- DVD cover
- Directed by: Frank Howson
- Written by: Frank Howson
- Produced by: Frank Howson
- Starring: Kerry Armstrong Guy Pearce John Savage
- Production company: Boulevard Films
- Distributed by: Greater Union Organization
- Release date: 1991;
- Country: Australia
- Language: English
- Budget: AU$5 million

= Hunting (film) =

Hunting is a 1991 Australian drama film written and directed by Frank Howson, starring John Savage, Kerry Armstrong (nominated for AFI Best Actress) and Guy Pearce.

==Plot==
An American business tycoon, Michael Bergman, arrives in Melbourne and has an affair with Michelle, a married secretary, who works for the stockbroking firm of which he is a client. Michelle is drawn in by his rich and glamorous lifestyle and charismatic manner, but the more involved she gets, the more she realises how ruthless and morally bankrupt he is.

==Cast==
- John Savage as Michael Bergman
- Kerry Armstrong as Michelle Harris
- Jeffrey Thomas as Larry Harris
- Guy Pearce as Sharp
- Rebecca Rigg as Debbie McCormick
- Rhys McConnochie as Bill Stockton
- Nicholas Bell as Piggott
- Gregory Apps as Julian Penn
- Jacek Koman as Bergman's Butler

==Production==
Frank Howson says it was a requirement of the investors that he cast an American in the lead. Filming began in Melbourne in April 1989, with the movie being called "Australia's Wall Street (1987)".
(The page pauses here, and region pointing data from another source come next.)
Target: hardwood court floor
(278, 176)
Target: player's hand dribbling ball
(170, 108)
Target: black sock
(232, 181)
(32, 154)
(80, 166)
Howson had made three films with Pino Amenta directing but wanted to direct Hunting himself.

==Reception==
Filmink thought the movie had "a sensational performance by Kerry Armstrong" but was "totally undermined by the casting of John Savage, whose role should’ve been played by Guy Pearce."
==Soundtrack==
As well as appearing in the film, Guy Pearce recorded a single called The Promise. The music video featured scenes from the film.